“I wish it never would have come to this, Tamora. I thought we could work things out like civil people,” James tells her. They are drinking wine as they wait for their food in a classy Italian restaurant on the Lower East Side, sitting at one of the tables on the sidewalk; eating among the pedestrians, the cars, the pigeons, the rats, the helicopters, the drones, the trucks, the bikes, the e-bikes, the motorcycles, the light breeze and shade of the restaurant awning offering pleasant mitigation of the day’s striking heat.

“This is civil,” Tamora replies. Boy, does he know a damn thing about being civil? she thinks to herself. Boy, should I have just gone out to find a man to fuck in his bed just to get the score even? Then we could all live a beautiful life, revenge setting things right. Or maybe Beyoncé was right: I should wear her skin over mine, so you could finally be with your perfect girl.

“Well, you didn’t really give me a choice. I want my dog back.” Tamora starts laughing, picks up her wine glass for a sip.
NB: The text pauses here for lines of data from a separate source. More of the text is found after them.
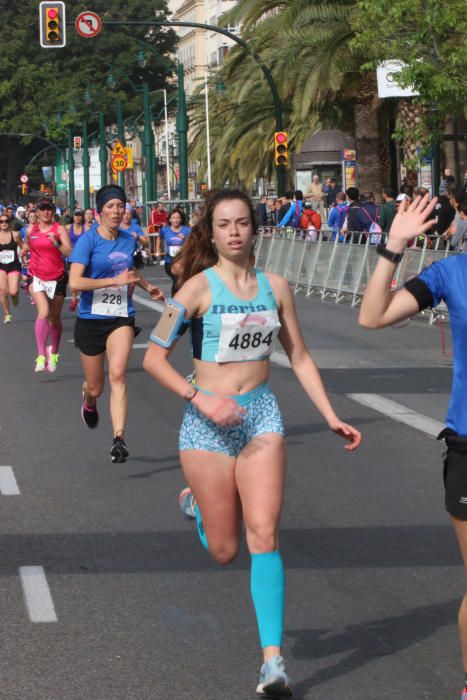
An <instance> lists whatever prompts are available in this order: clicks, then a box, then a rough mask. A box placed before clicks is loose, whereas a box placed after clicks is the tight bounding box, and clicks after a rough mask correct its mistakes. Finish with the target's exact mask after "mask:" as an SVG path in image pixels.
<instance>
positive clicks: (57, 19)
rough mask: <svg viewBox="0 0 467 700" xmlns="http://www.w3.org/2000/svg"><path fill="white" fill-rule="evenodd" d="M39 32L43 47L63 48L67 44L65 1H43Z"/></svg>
mask: <svg viewBox="0 0 467 700" xmlns="http://www.w3.org/2000/svg"><path fill="white" fill-rule="evenodd" d="M39 32H40V42H41V46H42V48H43V49H62V48H63V47H64V46H65V44H66V21H65V3H64V2H60V1H59V0H56V1H55V2H41V3H40V5H39Z"/></svg>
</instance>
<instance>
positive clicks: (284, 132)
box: [274, 131, 289, 167]
mask: <svg viewBox="0 0 467 700" xmlns="http://www.w3.org/2000/svg"><path fill="white" fill-rule="evenodd" d="M274 165H276V166H277V165H282V166H284V167H287V166H288V165H289V144H288V134H287V132H286V131H275V132H274Z"/></svg>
In a monotonous voice, “You’re hysterical. Here I thought you wanted to actually apologize,” she takes another sip of wine, “but I also knew it would be an anomaly for you. I guess I’m just as bad as you, choosing to believe you again and again and again – even after you and your shit are all gone.” He stares at her with his lips barely parted, as though he searches for the right word, but it will never be found. “I still love you,” she blurts out: in case he had somehow forgotten all the things she ever said to him that led up to the day he came home to find all his things in the lobby of their apartment building, in case he tucked all those arguments into a nasty little pocket in his heart where he couldn’t see or hear them ever again, she wanted to remind him that she did not ever act towards him out of spiteful anger. Rather, it was a justified rage born from her survival instincts and self respect; these are two sides of the same coin. One cannot protect a life they do not revere.

James only spreads his lips apart as if to finally speak: I love you, too, running marathons across his tongue, but he clamps his mouth shut to avoid this sentiment. “I didn’t come here to get in another argument. You gave me all my stuff, but you forgot to give me my dog.” He pauses, realizing he made a poor choice. He should have appealed to Tamora’s sentimentality while it was still alive for him. “I’m sorry I lied about wanting to apologize. You wouldn’t answer my calls or texts or emails or DM’s until I mentioned that I would. And I love that dog so much,” he tells her. “Almost as much as I love you.”

She looks up from her hands, which she had been picking at on the table, and into her ex-lover’s eyes. “Fuck you,” she says. At that moment, the food arrives at the table, both of them receiving the same rigatoni dish. Tamora thanks the waiter before turning down to her food dejectedly, playing with it with her fork a moment. She starts: “You are a liar. If you loved me, you’d not have done what you did. And you would definitely not sit across from me, talking about what’s civil, while you spit profane lies at my face, all for a dog you seem to love more than me. You disgust me. How often did you buy the dog food? Or feed the dog? Or walk her? How often did you take her to the vet when she was sick even though you had to miss work? Oh, that’s right, it was me who did that. In fact, do you even know the dog’s fucking name?”

“Sadie!”

“Do you remember what that’s short for? What’s on her doggy birth certificate, James?” He loosens his tie to breathe easier, all of a sudden feeling the sweat under his armpits, now a drop sliding down his face sent from his right temple.

“I-I don’t know, Tamora-“

“Sadist!”

“What?” James spits.

“We named her Sadist, remember? We thought it would be funny,” she tells him, eyes glossed over watching the traffic and pedestrians pass by. “Excuse me?” she stops a waiter walking by their table to ask, “Can I just get a box for this? And we can get the check, now.”

“Absolutely, miss.” And he’s off into the restaurant. James somehow found time to clean his plate off during their conversation while Tamora continued to play with her full plate of food until the waiter returned with a box for it.